Unterm Dirndl wird gehobelt – Frauen im Handwerk

Colonel Clickbait hat wieder zugeschlagen. Sie kennen das.

Blogstuff 115
„Man ist jung, solange man sich für das Schöne begeistern kann und nicht zulässt, dass es vom Nützlichen erdrückt wird.“ (Jean Paul)
Beginn der geplanten Biographie einer Sekretärin: „Herr Mehlich ist der Vorgesetzte von Herrn Kowalski. Herr Kowalski ist der Vorgesetzte von Herrn Sutter. Herr Sutter ist der Vorgesetzte von Herrn Blum. Herr Blum ist mein Vorgesetzter. Ich bin die Vorgesetzte von niemandem. Seit zwanzig Jahren. In Japan nennt man meine Position Ochakumi. „Amt des ehrenwerten Teeservierers“. Und so bringe ich Herrn Blum jeden Morgen seinen Kaffee ins Büro. Ein wenig Milch, kein Zucker …“
Hätten Sie’s gewusst? Loriot lebte als Kind sieben Jahre lang in meinem Kiez. Pariser Str. 55. In der Nachodstraße 17 ging er zur Schule.
Traum: Ich werde vom Klappern einer Schreibmaschine wach. Als ich mich vom Bett erhebe, bemerke ich, dass ich in einem Gartenpavillon geschlafen habe. Ich sehe aus dem Fenster, es ist tiefe Nacht und der Mond steht fahl am Himmel. Ich gehe eine kleine Steintreppe herab und sehe einen Mann, der auf dem Rasen an einem Tisch sitzt und auf der Maschine schreibt.

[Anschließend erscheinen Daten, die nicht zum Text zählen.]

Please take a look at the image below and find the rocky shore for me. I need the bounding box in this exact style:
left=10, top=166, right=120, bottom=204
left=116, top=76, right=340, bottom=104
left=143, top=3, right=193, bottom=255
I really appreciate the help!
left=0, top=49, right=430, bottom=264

Ich gehe zu ihm und sage: „Nur noch diese Seite, dann bist du erlöst und der Text wird sein langes Leben alleine weiterführen.“
Zwanzig Liter Wein trinkt der Deutsche im Schnitt pro Jahr. 2017 war für mich schon Ende Januar vorbei.
Schöne Erklärung eines Polizisten in Dodge City zum Thema Waffenbesitz: „Nimmt man den Bürgern die Waffen, nimmt man ihnen die Möglichkeit, eine Revolution zu machen und die Regierung zu stürzen.“ So habe ich es noch gar nicht gesehen. Leider werden in der Realität die Waffen zu anderen Zwecken verwendet.
Ein Babyphone ist doch auch irgendwie Abhörtechnik, oder?
Es gibt humane Politik und humanoide Politik, letztere ist oft nicht gleich zu erkennen. Flüchtlingslager in Libyen zu bauen, damit die Leute nicht im Meer ertrinken, ist nicht human, sondern humanoid, d.h. nur menschenähnlich, aber eben nicht menschlich.
Traum: Ich stehe auf dem Balkon und schaue auf den Garten hinab. Aus dem Rasen quillt Rauch, nicht viel, aber er bildet eine beständige Rauchfahne. Irgendwo muss dort eine Maschine laufen oder es brennt. Das Haus mit seinen Anbauten ist riesig, ich habe es von einem Erfinder übernommen, der für jedes Projekt wieder eine neue Werkstatt eingerichtet hat. So wuchs der Bau und selbst unter dem Gartenhaus ist eine Werkstatt. Dort vermute ich die Quelle. Zum Untergeschoss ist eine Art Einfahrt gegraben, die jedoch nie fertig wurde und mit Gerümpel zugestellt ist. Man sieht vom Garten aus eine blaugestrichene Stahltür, zu der ich keinen Schlüssel besitze, und rechts von ihr eine Wand aus undurchsichtigen Glasbausteinen. Ich gehe also von der anderen Seite in die Hütte. An der Seite des Vorraums ist eine Tür, von dort führt eine Treppen in eine Werkstatt, die komplett mit Geräten und Regalen vollgestellt ist. Der Boden ist mit Müll übersäht. Ich gehe weiter und komme an eine riesige Maschine, die ein brummendes Geräusch von sich gibt und in der einige schwache Lichter glimmen. Von hier scheint der Rauch zu kommen.
Würden wir nicht eine Menge Zeit sparen, wenn wir gleich Ruinen bauen?
Hätten Sie’s gewusst? Der Genius war bei den alten Römern der persönliche Schutzgeist eines Menschen, von dem man sich Hilfe und Inspiration erhoffte. Heute spricht man von Schutzengeln, die heidnische Vorstellung ist immer noch weit verbreitet. Auch Orte konnten einen solchen Schutzgeist haben (Genius loci) oder Kollektive (z.B. Genius populi Romani). Im antiken Griechenland gab es als Pendant das Daimonion, den Schutzgeist in Form einer inneren Stimme göttlichen Ursprungs.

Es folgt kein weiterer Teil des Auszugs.